Орел пугает и впечатляет публику не меньше, чем стариков. Странная бляха с двуглавым орлом на одеянии шамана ненавязчиво намекает, что перед нами — тотемное животное целой страны. При желании, можно увидеть в этом фильме глобальную политическую метафору — о том, как мы все зависим от химеры самодержавия и иррационально поклоняемся ей даже через сто лет после расстрела последнего самодержца. А можно и не увидеть, отчего картина хуже не станет. 

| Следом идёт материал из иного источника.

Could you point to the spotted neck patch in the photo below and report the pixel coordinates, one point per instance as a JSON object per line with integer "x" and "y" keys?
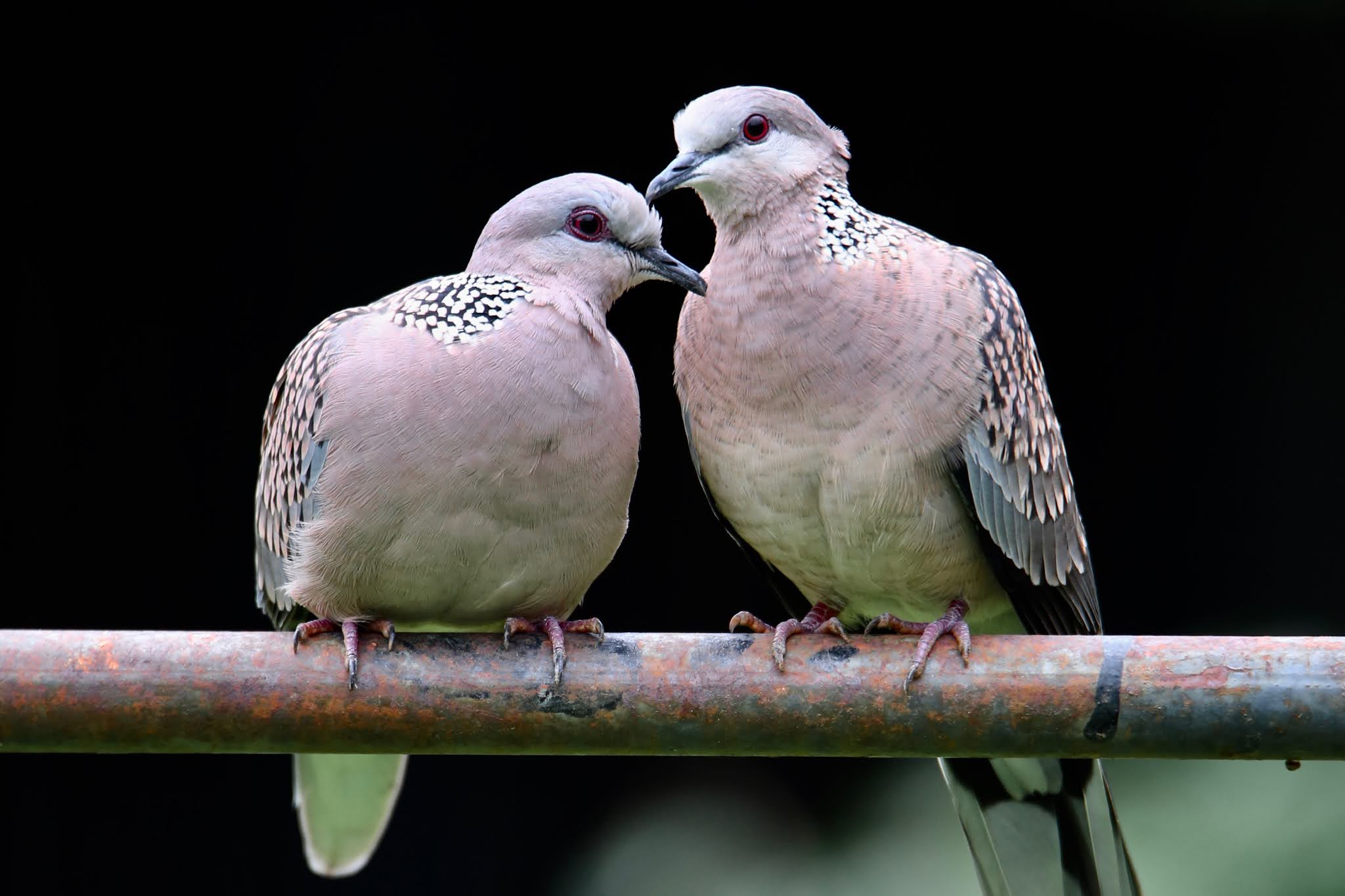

«Ню» впечатляет таким же органичным альянсом человека и природы, хотя их соединение происходит лишь в последних, важнейших кадрах картины. Сама героиня Ян Гэ умудряется вести себя в пространстве собственного фильма как изящное, грациозное, лишенное стеснения животное. К слову, «ню» — не только обнаженная натура, которой в картине предостаточно, но и «корова» по-китайски. 

«Ню»

Чувствует ли себя привлекательная и чувственная Ян Гэ «коровой»? Очень вероятно. Ведь мы застаем ее в момент глубокого кризиса, банальные причины которого раскрываются не сразу. Героиню бросил бойфренд, чье лицо мы увидим только на созданном ей портрете (зато услышим его голос за кадром). Подруга советует ей, чтобы прийти в себя, срочно с кем-то переспать. И начинается трагикомическая эпопея, по ходу которой Ян Гэ встречается с молодыми людьми и ни с одним не может достигнуть желаемого результата. Один ей слишком дорог как друг. Второго она перепутала с третьим (в итоге ей не досталось ни одного из них). У четвертого слишком смешные усы — и с потенцией непонятные проблемы. В такой ситуации только и остается сбежать за город — общаться с коровами. На природе одиночество брошенной китаянки в гигантской Москве ощущается не так остро. 

Юмор и самоирония, отвязность и свобода, декларативная любительщина и «блогерский» эксгибиционизм, откровенность поз и чувств — все это превращает поп-оперу Ян Гэ в удивительно свежее и забавное зрелище, формальное и драматургическое несовершенство которого оборачивается достоинством. В таком «обнаженном» кино, по меньшей мере, нет усталости и назидательности, которыми часто страдают фильмы российских режиссеров. Даже молодых, даже дебютантов. Может быть, парадоксальный вывод, к которому приводит своих зрителей ММКФ, таков: самое интересное русское кино сегодня снимают те, кто способен взглянуть на Россию со стороны.